Lyman concluded, “This is just a brief discussion of the issues or questions.  We know now from so many incredibly good scientific studies that trees in the forest are linked to each other and also linked often to the wildflowers and shrubs that occur with them.  Ripping out sagebrush is often terrible for many wildflower species because they are hemiparasites that depend on the shrubs for nutrients.  But the mycorrhizal linkages are so much more intense.”

Lyman says she has talked with a number of retired USFS employees who are also concerned. She says they are “reluctant” to speak up.  

Michael Garrity of Wild Rockies Alliance said previously, "Almost all areas where there has been more logging have seen lynx decline as logging increased. It is time to say no to more road building and clear cuts and get on with the important work of protecting habitat to actually recover the lynx as required by the Endangered Species Act."

The United States Forest Service Forest Supervisor, Mary Erickson was asked to respond to Lyman’s issues raised. Erickson referred the response to local Beartooth District Ranger Ken Coffin. Regarding the issues Coffin said, “We appreciate you reaching out to us, however, we don't typically respond to previously written stories because we don't believe this is the best way to inform people about projects.  I acknowledge many of the concerns expressed by the people you've interviewed for your previous articles about the Greater Red Lodge Area project.
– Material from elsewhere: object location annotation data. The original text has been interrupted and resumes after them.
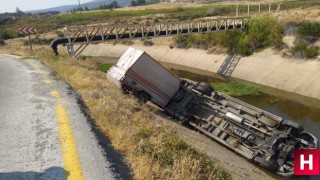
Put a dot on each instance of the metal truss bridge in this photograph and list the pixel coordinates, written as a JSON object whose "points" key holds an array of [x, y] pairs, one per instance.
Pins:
{"points": [[94, 34]]}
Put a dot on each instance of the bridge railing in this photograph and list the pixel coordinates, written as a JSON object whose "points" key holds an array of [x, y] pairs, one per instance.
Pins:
{"points": [[94, 34]]}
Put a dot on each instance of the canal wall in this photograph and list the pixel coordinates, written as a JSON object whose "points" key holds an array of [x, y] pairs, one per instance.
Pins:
{"points": [[266, 67]]}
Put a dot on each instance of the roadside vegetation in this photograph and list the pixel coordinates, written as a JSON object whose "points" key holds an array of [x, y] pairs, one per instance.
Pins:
{"points": [[237, 89], [104, 67], [308, 34], [264, 31], [149, 143]]}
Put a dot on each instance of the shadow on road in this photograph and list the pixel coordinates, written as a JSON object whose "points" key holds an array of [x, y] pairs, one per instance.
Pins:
{"points": [[57, 173], [120, 168]]}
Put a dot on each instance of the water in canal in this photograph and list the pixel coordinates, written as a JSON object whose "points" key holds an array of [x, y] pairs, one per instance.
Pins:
{"points": [[307, 116]]}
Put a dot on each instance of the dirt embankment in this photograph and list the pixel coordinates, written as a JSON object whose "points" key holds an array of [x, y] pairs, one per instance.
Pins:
{"points": [[266, 67]]}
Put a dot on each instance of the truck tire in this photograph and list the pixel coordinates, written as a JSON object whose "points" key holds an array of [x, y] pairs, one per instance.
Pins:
{"points": [[204, 88], [143, 96], [178, 96], [266, 164], [293, 125]]}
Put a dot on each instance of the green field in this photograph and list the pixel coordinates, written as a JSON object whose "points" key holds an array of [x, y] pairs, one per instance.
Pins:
{"points": [[236, 89]]}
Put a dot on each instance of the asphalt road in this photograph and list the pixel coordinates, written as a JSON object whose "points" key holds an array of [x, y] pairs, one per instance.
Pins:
{"points": [[44, 132]]}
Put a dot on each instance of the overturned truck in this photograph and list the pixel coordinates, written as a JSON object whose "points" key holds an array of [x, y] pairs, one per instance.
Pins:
{"points": [[257, 135]]}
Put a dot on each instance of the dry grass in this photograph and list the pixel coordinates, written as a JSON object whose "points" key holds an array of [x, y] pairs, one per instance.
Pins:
{"points": [[148, 143]]}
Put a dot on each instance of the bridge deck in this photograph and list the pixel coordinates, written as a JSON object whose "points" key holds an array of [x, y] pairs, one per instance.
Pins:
{"points": [[94, 34]]}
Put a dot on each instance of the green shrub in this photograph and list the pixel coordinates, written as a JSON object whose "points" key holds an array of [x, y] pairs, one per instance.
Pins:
{"points": [[237, 89], [8, 35], [263, 32], [303, 50], [309, 29]]}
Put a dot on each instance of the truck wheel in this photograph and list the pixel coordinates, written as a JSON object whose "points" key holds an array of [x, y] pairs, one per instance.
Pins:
{"points": [[266, 164], [178, 96], [292, 124], [143, 96], [204, 88]]}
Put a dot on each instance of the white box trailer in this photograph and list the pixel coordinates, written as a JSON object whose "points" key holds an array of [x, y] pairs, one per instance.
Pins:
{"points": [[145, 77], [253, 133]]}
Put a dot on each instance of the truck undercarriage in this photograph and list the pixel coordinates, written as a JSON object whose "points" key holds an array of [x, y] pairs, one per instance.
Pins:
{"points": [[255, 134]]}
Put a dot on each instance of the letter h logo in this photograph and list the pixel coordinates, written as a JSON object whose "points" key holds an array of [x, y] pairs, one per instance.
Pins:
{"points": [[306, 162]]}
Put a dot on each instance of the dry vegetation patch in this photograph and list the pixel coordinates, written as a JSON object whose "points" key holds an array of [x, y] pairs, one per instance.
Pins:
{"points": [[148, 143]]}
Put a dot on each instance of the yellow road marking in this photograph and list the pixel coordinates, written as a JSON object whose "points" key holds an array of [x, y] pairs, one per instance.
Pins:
{"points": [[39, 70], [67, 141]]}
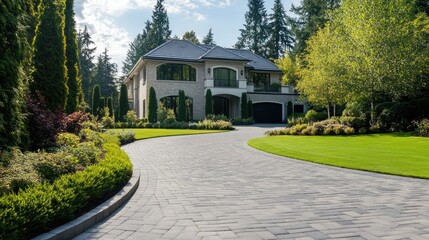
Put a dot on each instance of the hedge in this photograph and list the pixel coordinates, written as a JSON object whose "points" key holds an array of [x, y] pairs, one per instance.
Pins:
{"points": [[37, 209]]}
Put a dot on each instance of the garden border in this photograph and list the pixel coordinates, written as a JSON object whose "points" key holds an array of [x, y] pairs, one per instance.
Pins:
{"points": [[96, 215]]}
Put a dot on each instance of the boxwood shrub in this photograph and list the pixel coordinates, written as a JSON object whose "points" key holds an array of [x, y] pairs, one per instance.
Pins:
{"points": [[38, 208]]}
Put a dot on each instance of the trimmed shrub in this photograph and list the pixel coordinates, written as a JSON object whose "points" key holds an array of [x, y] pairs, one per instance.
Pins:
{"points": [[125, 137], [38, 208], [43, 125], [422, 128], [214, 125], [217, 117], [73, 122], [242, 121], [67, 140]]}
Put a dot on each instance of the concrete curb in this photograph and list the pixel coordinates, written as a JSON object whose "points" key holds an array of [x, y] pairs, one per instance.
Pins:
{"points": [[96, 215]]}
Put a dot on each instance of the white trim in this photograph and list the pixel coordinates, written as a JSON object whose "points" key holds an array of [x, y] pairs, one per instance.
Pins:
{"points": [[182, 63]]}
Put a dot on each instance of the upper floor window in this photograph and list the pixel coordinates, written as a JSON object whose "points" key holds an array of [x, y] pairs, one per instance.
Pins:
{"points": [[224, 77], [176, 72]]}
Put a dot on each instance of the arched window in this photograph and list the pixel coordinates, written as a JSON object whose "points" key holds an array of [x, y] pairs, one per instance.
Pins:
{"points": [[176, 72], [172, 102], [225, 77]]}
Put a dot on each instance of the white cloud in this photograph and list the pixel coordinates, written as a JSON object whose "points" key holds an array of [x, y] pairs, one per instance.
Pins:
{"points": [[100, 15]]}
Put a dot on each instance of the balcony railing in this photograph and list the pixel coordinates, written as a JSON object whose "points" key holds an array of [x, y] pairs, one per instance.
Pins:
{"points": [[226, 83], [273, 88]]}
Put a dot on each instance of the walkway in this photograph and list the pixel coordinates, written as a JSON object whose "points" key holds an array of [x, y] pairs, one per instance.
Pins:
{"points": [[216, 187]]}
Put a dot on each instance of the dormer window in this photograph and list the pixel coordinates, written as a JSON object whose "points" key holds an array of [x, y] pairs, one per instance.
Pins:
{"points": [[176, 72]]}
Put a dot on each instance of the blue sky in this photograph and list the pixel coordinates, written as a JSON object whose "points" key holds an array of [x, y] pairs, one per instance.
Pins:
{"points": [[115, 23]]}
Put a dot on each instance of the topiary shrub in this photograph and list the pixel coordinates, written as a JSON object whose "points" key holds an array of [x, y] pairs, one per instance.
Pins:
{"points": [[43, 125], [422, 128]]}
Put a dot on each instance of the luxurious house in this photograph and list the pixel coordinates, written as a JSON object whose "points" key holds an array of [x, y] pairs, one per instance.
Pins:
{"points": [[181, 65]]}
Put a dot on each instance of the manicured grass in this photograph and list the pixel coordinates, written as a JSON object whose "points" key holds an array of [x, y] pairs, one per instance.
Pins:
{"points": [[144, 133], [398, 153]]}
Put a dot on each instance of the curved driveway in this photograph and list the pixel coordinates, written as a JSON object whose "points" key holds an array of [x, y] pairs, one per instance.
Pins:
{"points": [[216, 187]]}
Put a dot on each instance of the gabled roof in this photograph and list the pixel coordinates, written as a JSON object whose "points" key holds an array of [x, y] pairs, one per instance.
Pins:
{"points": [[218, 53], [176, 50], [182, 50], [256, 62]]}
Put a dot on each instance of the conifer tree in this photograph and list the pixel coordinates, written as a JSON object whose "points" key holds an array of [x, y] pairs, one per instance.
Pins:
{"points": [[160, 28], [208, 39], [105, 74], [191, 36], [181, 113], [280, 37], [74, 83], [96, 95], [244, 107], [139, 47], [153, 106], [209, 102], [110, 106], [50, 71], [254, 35], [86, 57], [11, 56], [123, 103], [250, 108]]}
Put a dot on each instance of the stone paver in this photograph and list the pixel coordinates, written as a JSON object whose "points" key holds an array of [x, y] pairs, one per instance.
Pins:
{"points": [[216, 187]]}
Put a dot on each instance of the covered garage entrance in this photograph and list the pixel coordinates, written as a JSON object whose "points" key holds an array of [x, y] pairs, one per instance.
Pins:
{"points": [[268, 112]]}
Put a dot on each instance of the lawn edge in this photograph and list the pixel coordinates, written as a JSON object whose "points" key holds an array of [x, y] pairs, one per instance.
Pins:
{"points": [[344, 167]]}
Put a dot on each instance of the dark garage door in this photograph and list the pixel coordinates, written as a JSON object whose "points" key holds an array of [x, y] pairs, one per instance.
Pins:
{"points": [[267, 112]]}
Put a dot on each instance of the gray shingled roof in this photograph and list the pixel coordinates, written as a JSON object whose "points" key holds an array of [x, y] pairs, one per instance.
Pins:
{"points": [[182, 50], [176, 50], [220, 53]]}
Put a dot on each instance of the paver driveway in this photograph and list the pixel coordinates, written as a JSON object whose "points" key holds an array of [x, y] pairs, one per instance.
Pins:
{"points": [[216, 187]]}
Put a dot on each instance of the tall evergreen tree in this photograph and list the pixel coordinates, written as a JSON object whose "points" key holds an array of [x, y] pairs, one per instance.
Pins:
{"points": [[86, 58], [312, 15], [139, 47], [254, 35], [110, 106], [50, 71], [72, 60], [181, 112], [153, 106], [96, 96], [208, 39], [209, 102], [11, 92], [160, 30], [280, 37], [191, 36], [244, 106], [123, 103], [105, 75]]}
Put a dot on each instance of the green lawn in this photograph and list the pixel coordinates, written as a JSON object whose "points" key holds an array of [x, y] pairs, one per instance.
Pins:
{"points": [[144, 133], [398, 154]]}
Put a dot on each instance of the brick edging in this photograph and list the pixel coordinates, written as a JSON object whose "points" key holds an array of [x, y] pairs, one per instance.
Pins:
{"points": [[96, 215]]}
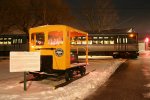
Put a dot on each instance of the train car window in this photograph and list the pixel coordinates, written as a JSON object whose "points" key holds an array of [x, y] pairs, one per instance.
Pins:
{"points": [[100, 37], [55, 37], [100, 42], [79, 42], [106, 41], [95, 42], [1, 42], [112, 42], [9, 38], [90, 42], [83, 42], [105, 37], [9, 42], [1, 38], [40, 39], [83, 38], [126, 40], [95, 37]]}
Much of the concern you've reported on has been addressed through the analysis process and I suggest people review the analyses by visiting the Custer Gallatin website or contacting us at the Beartooth Ranger District. Alternatively, I would like to submit an op ed about vegetation management on the Beartooth Ranger District in April or May that would talk to GRLA but also share a broader outlook around vegetation management.”